Furthermore, it’s generally not viable to use chips designed for consumer devices in other markets that require more ruggedness—for instance, the ability to tolerate the harsh vibrations and high temperatures in cars.
Exit Velocity
As demand for consumer devices fades, secondary effects also could speed up the recovery, said Supplyframe’s Barnett. As the global economy recuperates from the pandemic, numerous electronics companies decided it was better to break from tradition and stockpile inventory in the event of further supply problems. As a result, many engaged in double-booking in an attempt to build “safety stocks” of components, said Barnett.
The lack of coordination between buyers and sellers blew demand out of proportion, prolonging the parts shortage. But this is now coming back to bite everyone as the supply chain suffers a so-called “bullwhip” effect. “With parts orders easing up, the level of previous excess booking has become apparent, leading to a rapid and dramatic shift in market condition in favor of buyers,” said Barnett.
He explained that 73% of the component types tracked by Supplyframe were rated as being in the red for lead times in the third quarter of 2022, meaning that the lead times were extended, or parts were on allocation.
In the fourth quarter, the percentage of components in the red category for lead times will be at 37%. Further improvements are on tap: less than 3% of parts will remain in the red by the third quarter of 2023.
“There’s been a dramatic shift in market conditions in just a matter of weeks,” said Barnett. The sudden shift also is helping tamp down prices for electronic components that have been artificially high due to supply-chain disruptions and a broader rise in inflation during the pandemic.
Nothing Comes Easy
While the end of the chip shortage seems to be in sight, it’s possible nothing works out the way we expect it to.
The electronics supply chain exists within a complicated and volatile environment, with the average chip traveling thousands of miles before landing in a customer’s hands. That puts the semiconductor industry at relatively high risk to disruptions due to climate change (prolonged droughts, severe storms, or floods) and other unforeseen events (earthquakes or fab fires), which could continue to create sporadic glitches in its ability to supply chips.

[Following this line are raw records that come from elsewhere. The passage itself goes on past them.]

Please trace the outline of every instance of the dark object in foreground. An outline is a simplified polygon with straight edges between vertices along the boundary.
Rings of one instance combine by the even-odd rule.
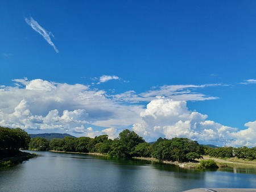
[[[0,168],[13,166],[36,156],[19,150],[0,150]]]
[[[183,192],[255,192],[256,189],[232,189],[232,188],[197,188]]]

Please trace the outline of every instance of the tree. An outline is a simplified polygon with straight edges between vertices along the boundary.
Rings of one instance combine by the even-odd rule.
[[[134,131],[125,130],[114,140],[110,155],[117,157],[131,157],[135,147],[144,140]]]
[[[151,156],[152,145],[148,143],[141,143],[135,147],[134,155],[139,157]]]
[[[35,137],[31,140],[29,144],[30,150],[48,151],[49,141],[44,138]]]
[[[75,139],[67,136],[63,140],[63,150],[65,151],[75,152]]]
[[[98,143],[95,145],[96,152],[101,153],[108,153],[111,151],[113,140],[108,139],[102,143]]]
[[[195,160],[195,158],[200,158],[201,156],[196,152],[189,152],[186,154],[186,158],[188,160]]]
[[[0,127],[0,149],[26,149],[30,141],[30,136],[19,128]]]
[[[63,151],[63,139],[53,138],[49,141],[49,149],[56,151]]]
[[[92,140],[92,138],[88,137],[81,137],[76,140],[75,148],[78,152],[88,153],[88,145]]]

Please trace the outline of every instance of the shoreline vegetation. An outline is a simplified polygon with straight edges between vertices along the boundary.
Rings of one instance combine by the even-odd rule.
[[[107,154],[102,154],[100,153],[82,153],[82,152],[66,152],[61,151],[50,150],[49,152],[64,153],[73,153],[73,154],[84,154],[90,155],[93,156],[100,156],[108,157],[109,156]],[[144,160],[151,162],[161,162],[166,164],[171,164],[178,166],[180,168],[185,169],[200,169],[200,161],[202,160],[213,160],[216,162],[218,168],[228,167],[228,166],[236,166],[236,167],[247,167],[247,168],[256,168],[256,161],[249,161],[246,160],[239,159],[237,157],[223,158],[215,158],[209,156],[203,156],[202,158],[197,159],[196,160],[191,162],[179,162],[177,161],[160,161],[154,157],[133,157],[132,158]]]
[[[26,132],[19,128],[0,127],[0,160],[13,157],[21,158],[15,153],[20,148],[114,158],[141,158],[185,168],[216,169],[230,165],[256,166],[256,147],[212,148],[184,137],[159,137],[155,142],[150,143],[127,129],[120,132],[114,140],[109,139],[108,135],[94,138],[66,136],[50,140],[40,137],[31,139]],[[13,161],[19,162],[15,160]],[[13,161],[8,160],[1,164],[11,166],[14,164]]]
[[[20,151],[12,151],[11,155],[0,158],[0,169],[12,167],[36,156],[35,153],[31,154]]]
[[[146,160],[148,161],[154,162],[162,162],[164,164],[172,164],[176,166],[179,166],[180,168],[186,169],[196,169],[200,165],[200,162],[202,160],[213,160],[215,161],[218,168],[224,167],[247,167],[247,168],[256,168],[256,161],[255,160],[246,160],[243,159],[239,159],[237,157],[232,158],[216,158],[212,157],[209,156],[203,156],[203,158],[197,159],[193,162],[179,162],[177,161],[159,161],[155,158],[152,157],[133,157],[135,159],[140,159],[142,160]]]

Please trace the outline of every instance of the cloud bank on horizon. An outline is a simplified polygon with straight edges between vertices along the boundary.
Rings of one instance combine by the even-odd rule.
[[[59,51],[56,47],[55,45],[52,43],[52,40],[51,39],[51,36],[54,37],[53,35],[51,32],[48,32],[44,28],[43,28],[41,26],[38,24],[38,23],[34,20],[34,19],[30,16],[29,19],[25,18],[25,21],[32,27],[33,30],[39,33],[40,35],[43,36],[44,39],[47,41],[47,43],[52,47],[53,47],[54,50],[55,50],[56,53],[59,53]]]
[[[118,78],[106,76],[101,81]],[[208,120],[207,115],[192,111],[187,106],[187,101],[218,99],[198,90],[226,85],[164,85],[138,94],[131,90],[109,94],[79,84],[26,78],[13,81],[14,86],[0,86],[2,127],[20,127],[28,133],[60,131],[89,137],[108,134],[111,139],[129,128],[147,141],[184,137],[221,146],[256,145],[256,121],[245,123],[247,128],[238,130]]]

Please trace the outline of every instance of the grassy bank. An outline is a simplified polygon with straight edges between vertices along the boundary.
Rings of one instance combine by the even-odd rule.
[[[63,151],[56,151],[56,150],[49,150],[50,152],[57,152],[57,153],[75,153],[75,154],[85,154],[85,155],[92,155],[100,156],[108,156],[108,155],[105,155],[100,153],[82,153],[82,152],[67,152]]]
[[[141,159],[150,161],[160,162],[159,160],[150,157],[133,157],[134,158]],[[209,156],[203,156],[203,159],[197,160],[195,162],[179,162],[174,161],[163,161],[163,163],[167,164],[172,164],[179,166],[179,167],[187,169],[196,169],[198,168],[200,165],[200,161],[201,160],[212,160],[216,162],[217,165],[220,167],[225,166],[236,166],[236,167],[256,167],[256,160],[249,161],[247,160],[243,160],[238,158],[237,157],[232,158],[215,158],[211,157]]]
[[[0,157],[0,168],[10,167],[34,157],[36,155],[27,152],[15,151],[6,152],[2,151]]]
[[[256,167],[256,160],[249,160],[247,159],[238,158],[237,157],[231,158],[216,158],[209,156],[203,156],[204,160],[212,159],[215,161],[219,166],[224,165],[235,166]]]

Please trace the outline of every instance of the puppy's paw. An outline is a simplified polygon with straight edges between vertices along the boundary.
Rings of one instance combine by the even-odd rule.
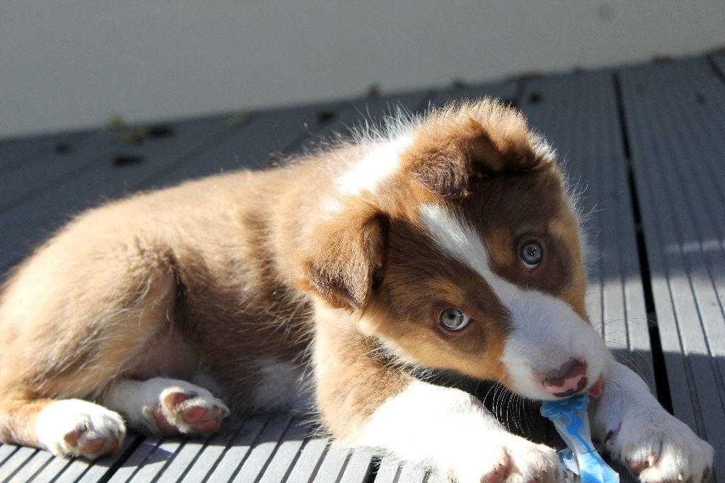
[[[54,455],[94,459],[118,449],[126,427],[117,413],[68,399],[53,402],[38,413],[36,434]]]
[[[642,482],[707,482],[713,447],[662,409],[633,412],[605,443]]]
[[[477,458],[453,468],[460,483],[555,483],[564,480],[559,457],[552,448],[506,433],[475,448]]]
[[[229,409],[207,389],[185,384],[161,391],[158,404],[145,406],[144,414],[164,434],[208,436],[219,429]]]

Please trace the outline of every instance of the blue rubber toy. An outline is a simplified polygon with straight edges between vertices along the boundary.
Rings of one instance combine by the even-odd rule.
[[[569,450],[559,452],[562,463],[581,483],[618,483],[619,475],[605,463],[592,443],[592,430],[587,409],[589,396],[577,395],[568,399],[546,401],[542,416],[554,423]]]

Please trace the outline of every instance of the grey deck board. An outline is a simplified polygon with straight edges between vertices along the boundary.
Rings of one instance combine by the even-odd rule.
[[[237,468],[249,453],[267,421],[267,418],[256,417],[249,419],[242,426],[239,432],[235,434],[231,444],[224,455],[222,456],[221,460],[219,461],[213,471],[210,474],[209,481],[231,481]]]
[[[315,476],[314,483],[336,482],[342,475],[351,450],[333,442]]]
[[[365,450],[353,449],[352,454],[340,477],[340,483],[363,483],[373,464],[373,455]]]
[[[191,458],[186,459],[180,455],[178,458],[174,458],[167,471],[175,474],[178,471],[176,469],[176,466],[186,466],[186,473],[183,475],[184,482],[190,483],[203,482],[231,444],[235,434],[243,424],[244,421],[228,421],[220,433],[204,442],[203,447],[199,449],[198,454],[194,457],[196,459]],[[188,441],[186,445],[188,445],[190,442],[196,442],[198,445],[199,442],[192,439]],[[165,478],[166,476],[165,472],[164,477]]]
[[[279,447],[280,440],[291,423],[291,416],[289,415],[276,416],[268,421],[254,447],[234,477],[234,482],[251,483],[257,481]]]
[[[725,54],[713,56],[713,63],[716,68],[720,71],[720,74],[725,76]]]
[[[31,447],[20,447],[12,453],[0,466],[0,481],[9,478],[30,460],[38,450]]]
[[[28,459],[9,481],[18,483],[29,482],[53,459],[53,455],[49,453],[38,451],[36,457]]]
[[[308,432],[309,428],[304,421],[294,419],[291,422],[259,483],[276,483],[284,479],[291,471]]]
[[[625,363],[655,388],[626,159],[610,72],[527,83],[521,108],[557,148],[589,213],[587,308]]]
[[[311,438],[302,447],[302,453],[287,476],[289,483],[309,482],[315,475],[329,444],[328,438]]]
[[[151,455],[159,444],[159,438],[146,438],[141,442],[138,447],[131,453],[130,456],[126,459],[121,467],[113,474],[109,480],[109,483],[120,483],[120,482],[128,482],[143,468],[149,455]],[[62,475],[66,479],[66,475]],[[69,480],[75,481],[75,480]]]
[[[0,233],[6,249],[0,254],[0,271],[46,238],[69,216],[103,199],[117,198],[144,187],[144,181],[158,170],[181,162],[215,139],[232,129],[221,117],[181,121],[175,136],[125,147],[128,154],[143,155],[138,165],[115,168],[110,157],[76,177],[38,193],[37,196],[2,213]]]
[[[64,148],[65,154],[73,152],[77,144],[94,132],[97,131],[51,133],[0,140],[0,174],[7,174],[28,163],[34,164],[37,160],[49,154],[64,155],[57,148]]]
[[[722,454],[725,85],[702,59],[621,77],[675,414]]]
[[[118,149],[103,133],[86,136],[75,144],[71,152],[53,152],[16,163],[0,171],[0,212],[32,199],[54,186],[83,176],[99,165],[110,163]]]
[[[49,460],[32,479],[28,478],[25,481],[36,482],[38,483],[53,481],[58,475],[62,474],[65,471],[66,467],[70,464],[70,460],[67,460],[65,458],[54,458],[46,451],[41,451],[40,454],[49,456]]]
[[[335,104],[315,104],[256,113],[241,128],[146,183],[169,185],[224,171],[268,167],[316,132],[327,122],[323,115],[334,113],[336,108]]]

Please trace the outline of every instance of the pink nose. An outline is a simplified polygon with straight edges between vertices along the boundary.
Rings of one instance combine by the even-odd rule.
[[[558,371],[552,371],[542,381],[544,389],[557,397],[566,397],[587,386],[587,363],[570,359]]]

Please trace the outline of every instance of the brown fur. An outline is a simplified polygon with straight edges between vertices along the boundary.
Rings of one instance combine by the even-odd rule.
[[[37,445],[41,398],[94,400],[123,378],[199,369],[244,410],[260,361],[304,365],[310,353],[321,418],[341,437],[415,368],[506,384],[505,309],[434,246],[418,208],[465,214],[496,273],[584,316],[576,218],[538,140],[521,115],[484,100],[431,114],[374,195],[336,194],[361,155],[353,146],[80,215],[14,271],[0,299],[0,437]],[[555,271],[522,271],[524,233],[537,234]],[[437,318],[451,306],[476,323],[447,332]]]

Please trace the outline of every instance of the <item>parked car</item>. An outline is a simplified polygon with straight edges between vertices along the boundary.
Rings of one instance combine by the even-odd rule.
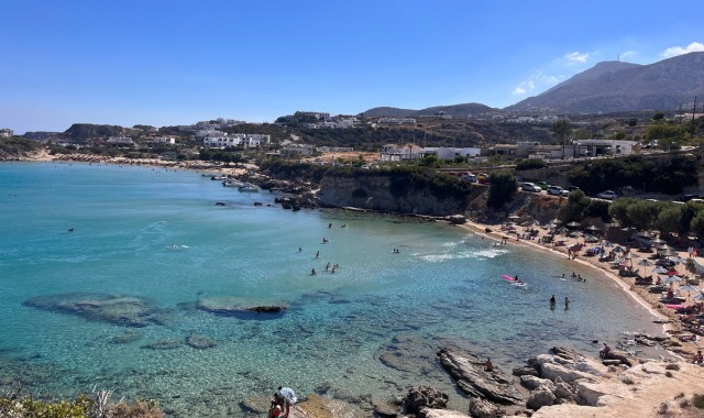
[[[596,197],[598,197],[600,199],[614,200],[616,199],[616,191],[614,190],[602,191],[601,194],[596,195]]]
[[[540,187],[542,190],[547,190],[550,185],[546,182],[536,182],[536,186]]]
[[[532,193],[540,193],[540,191],[542,191],[542,189],[541,189],[540,187],[538,187],[538,186],[536,186],[535,184],[529,183],[529,182],[522,183],[522,184],[520,185],[520,188],[521,188],[524,191],[532,191]]]
[[[564,189],[560,186],[548,186],[546,191],[548,195],[562,196],[562,191],[564,191]]]

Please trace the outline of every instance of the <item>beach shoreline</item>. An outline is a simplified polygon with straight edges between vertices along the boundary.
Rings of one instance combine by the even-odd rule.
[[[465,223],[459,226],[477,235],[494,240],[496,242],[501,242],[503,240],[503,237],[509,237],[507,243],[510,245],[518,245],[530,251],[549,253],[554,256],[569,257],[566,252],[568,246],[578,242],[576,239],[566,239],[564,245],[553,246],[552,244],[541,244],[537,239],[516,240],[515,235],[510,237],[510,234],[507,234],[505,231],[498,230],[501,226],[496,224],[485,224],[468,220]],[[491,230],[491,232],[486,232],[487,230]],[[632,283],[628,283],[627,278],[622,278],[617,274],[614,274],[608,268],[608,266],[605,263],[600,262],[597,257],[578,256],[572,261],[590,268],[594,268],[608,279],[613,280],[619,287],[622,287],[636,302],[647,309],[650,315],[652,315],[654,318],[657,318],[658,321],[660,321],[660,323],[662,323],[662,332],[664,334],[674,338],[675,336],[683,332],[682,323],[680,322],[674,310],[663,307],[662,304],[652,296],[652,294],[647,293],[647,288],[637,287],[632,285]],[[679,344],[681,345],[678,346],[675,351],[668,351],[672,355],[685,360],[690,360],[694,356],[697,350],[702,349],[702,344],[698,341],[679,341]]]

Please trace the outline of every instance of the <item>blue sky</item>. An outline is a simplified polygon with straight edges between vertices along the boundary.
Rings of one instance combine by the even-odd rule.
[[[704,51],[704,1],[0,3],[0,128],[503,108],[603,61]]]

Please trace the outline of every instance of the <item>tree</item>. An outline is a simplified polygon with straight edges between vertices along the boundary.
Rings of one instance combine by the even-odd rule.
[[[552,131],[562,142],[562,157],[564,158],[564,146],[566,145],[566,139],[572,133],[572,122],[569,119],[560,119],[552,125]]]
[[[658,230],[662,234],[678,232],[682,221],[682,210],[674,205],[669,205],[658,213]]]
[[[486,205],[492,208],[501,208],[514,199],[518,183],[510,173],[492,173],[488,176],[488,200]]]
[[[581,221],[584,219],[584,210],[588,207],[590,200],[584,191],[572,191],[568,202],[558,209],[558,219],[562,222]]]

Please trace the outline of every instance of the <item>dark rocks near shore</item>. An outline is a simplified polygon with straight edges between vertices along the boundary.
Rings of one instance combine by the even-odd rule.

While industry analysts said the end of the chip shortage is finally in sight, geopolitical factors could throw a wrench into things. The U.S. recently imposed a new set of sanctions on China, seeking to cut off its access to the chip-design software and manufacturing tools that could be used to build high-end processors. Fears also are mounting that China could invade Taiwan and take control of its production facilities.
“Separate from the regular supply chain pressures, the whole U.S.-China conflict is a major issue for the electronics industry,” said ECIA’s Ford. “We’re going to start feeling the constraints more and more going forward.”